Mi esposo me pidió que organizara su fiesta de cumpleaños. Luego apareció con su amante y me dijo que me fuera.

Se le puso pálido al leer.

"Eso", dije con calma, "es tu aviso de despido. Con efecto inmediato".

Problemas de rendimiento. Violaciones éticas. Relaciones inapropiadas.

La sala bullía.

"Ahora soy uno de los inversores", añadí. "Lo que significa que soy uno de tus jefes".

Su jefe no discutió.

Hice un gesto hacia el resto de la caja. "Esos son los papeles de separación. Los ignoraste".

Lo miré a los ojos.
"No pediste drama.
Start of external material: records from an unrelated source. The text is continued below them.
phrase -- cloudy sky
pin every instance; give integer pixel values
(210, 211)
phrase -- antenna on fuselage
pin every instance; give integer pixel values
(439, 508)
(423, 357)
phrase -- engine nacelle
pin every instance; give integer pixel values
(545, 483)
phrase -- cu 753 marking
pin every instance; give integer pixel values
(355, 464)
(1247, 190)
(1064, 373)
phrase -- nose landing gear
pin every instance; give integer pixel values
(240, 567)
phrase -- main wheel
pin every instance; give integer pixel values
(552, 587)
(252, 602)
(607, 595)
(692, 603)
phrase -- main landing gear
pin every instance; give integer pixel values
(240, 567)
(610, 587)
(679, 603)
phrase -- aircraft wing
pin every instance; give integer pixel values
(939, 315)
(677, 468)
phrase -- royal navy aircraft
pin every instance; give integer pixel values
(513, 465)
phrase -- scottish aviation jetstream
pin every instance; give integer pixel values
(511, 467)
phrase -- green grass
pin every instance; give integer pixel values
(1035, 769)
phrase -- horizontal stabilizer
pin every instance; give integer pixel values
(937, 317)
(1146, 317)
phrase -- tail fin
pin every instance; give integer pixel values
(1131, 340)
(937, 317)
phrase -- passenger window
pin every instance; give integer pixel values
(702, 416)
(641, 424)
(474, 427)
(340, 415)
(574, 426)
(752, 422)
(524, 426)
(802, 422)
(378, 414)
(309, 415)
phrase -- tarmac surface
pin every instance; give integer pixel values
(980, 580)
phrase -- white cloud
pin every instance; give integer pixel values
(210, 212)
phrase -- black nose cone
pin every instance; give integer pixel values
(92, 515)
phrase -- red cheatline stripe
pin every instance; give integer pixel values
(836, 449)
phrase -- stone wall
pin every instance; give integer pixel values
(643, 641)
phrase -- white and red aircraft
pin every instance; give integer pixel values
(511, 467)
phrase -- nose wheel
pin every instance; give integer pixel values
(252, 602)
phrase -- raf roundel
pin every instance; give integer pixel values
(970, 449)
En cambio, recibiste honestidad, consecuencias y un cierre, todo en una noche".

Nadie rió.

Tomé mi bolso.

"Por favor, disfruten la comida", les dije a los invitados. "El DJ ya está pagado. Me voy a casa con mis hijos".

Miré a Emily.

"Buena suerte", dije. "Es mucho menos encantador cuando no está parado sobre algo que alguien más le construyó".

Entonces salí.

Sin gritos. Sin escena.

Simplemente terminado.

Más tarde esa noche, sola, finalmente lloré.

No porque lo extrañara.

Porque estaba de luto por la vida que creía tener.